The morning after Sir Keir Starmer’s successful recent visit to the White House, I texted Trump to say I’d never seen more positive press coverage for the president in Britain, with front pages waxing ecstatically about our revived Special Relationship. He phoned me immediately, eager to hear more about his soaring popularity in his late mother’s homeland. (Ironically, later that day, he had the Oval Office bust-up with President Volodymyr Zelensky, which led to some of the most negative press coverage Trump’s ever had in Britain, much of it demanding an immediate end to the Special Relationship.) The president was very excited about his unprecedented second UK state visit invitation from King Charles, delivered personally by Starmer – a canny move, playing beautifully to Trump’s ego and genuine love of the royals – and especially when I pointed out that he’ll have been uniquely hosted by different monarchs. We spoke for 15 minutes about everything from Ukraine and Starmer – “He’s kind of the complete opposite to me, but I like him” – to mocking Joe Biden’s senility. “Can you imagine him ever calling you like this?” Trump scoffed. “He wouldn’t know how to work the phone.”

During our chat, I was in a black cab whose driver kept peering through his rear-view mirror with eye-popping incredulity. When the call finished, he said: “Piers, mate, I don’t mean to pry, but I couldn’t help hearing some of that conversation. Were you just talking to… DONALD TRUMP?” I laughed. “Yes.” “Bloody hell!” the driver exclaimed. “I’ve been doing this job for 30 years and never had anyone speaking in the back of my cab to the president of the United States!”

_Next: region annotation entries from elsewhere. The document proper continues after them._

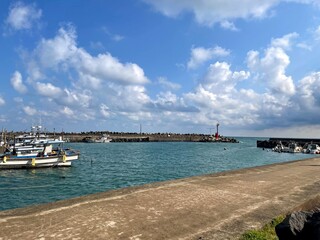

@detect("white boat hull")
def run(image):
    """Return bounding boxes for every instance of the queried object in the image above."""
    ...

[0,154,79,169]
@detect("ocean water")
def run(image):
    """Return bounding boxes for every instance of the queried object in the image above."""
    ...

[0,138,312,210]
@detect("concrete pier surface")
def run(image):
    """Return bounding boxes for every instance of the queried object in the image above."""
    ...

[0,158,320,240]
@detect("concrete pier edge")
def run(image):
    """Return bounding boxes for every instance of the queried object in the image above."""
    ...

[0,158,320,240]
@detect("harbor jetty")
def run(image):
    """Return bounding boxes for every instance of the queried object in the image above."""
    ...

[257,138,320,148]
[1,131,238,143]
[0,158,320,240]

I turn 60 on March 30, making me the same age as Boris Johnson, Nigel Farage, Kamala Harris, Sandra Bullock, Lenny Kravitz and Russell Crowe. Some have weathered slightly better than me, others significantly worse. My spirit animal is Dame Joan Collins, who is 91 but will garotte anyone who reminds her of it and has the energy of a 30-year-old. As she says: “I don’t look my age, I don’t feel my age and I don’t act my age. To me, age is irrelevant unless you’re a bottle of wine.” Joan’s secret is a ferocious work ethic (she’s about to start filming a new movie), strict portion control and keeping her brain firing on all cylinders. We had dinner with friends at the Ritz last week, and Joan was on waspish form. After three hours of verbal sword-fighting, she declared: “Piers, you’re the person I love annoying more than anyone else in the world.”

Dame Joan and I are both movie stars with expansive bodies of work, albeit in my case I’ve only ever played myself, appearing in nine films as Piers Morgan, including Flight with Denzel Washington, Criminal with Kevin Costner, One Chance with James Corden, World War Z with Brad Pitt, Men In Black International with Liam Neeson, Entourage with Jeremy Piven and The Campaign with Will Ferrell, the biggest political comedy in Hollywood history. I was only on screen in the last for 22 seconds, but because of its huge success, the residuals still pour in 12 years later, including $789.68 last month alone. As I informed an incredulous Dame Joan, surely this makes me, per second of airtime, the highest-paid movie star ever?

I’m writing a new book, Woke is Dead, about how we’ve finally found an antidote to the insidious woke mind virus that made Covid-19 look like a minor irritation. It’s called “common sense” and helped power Trump to victory against a Democratic Party that thinks men should compete in women’s sport. Nothing better illustrates the insanity than the row over Disney using CGI animated dwarfs rather than human dwarfs in the new Snow White, because they didn’t want to stereotype dwarfs. Desperate to signal its inclusive virtue towards marginalized groups, Disney excluded dwarf actors from the most coveted jobs in their community. Dumbo would be proud.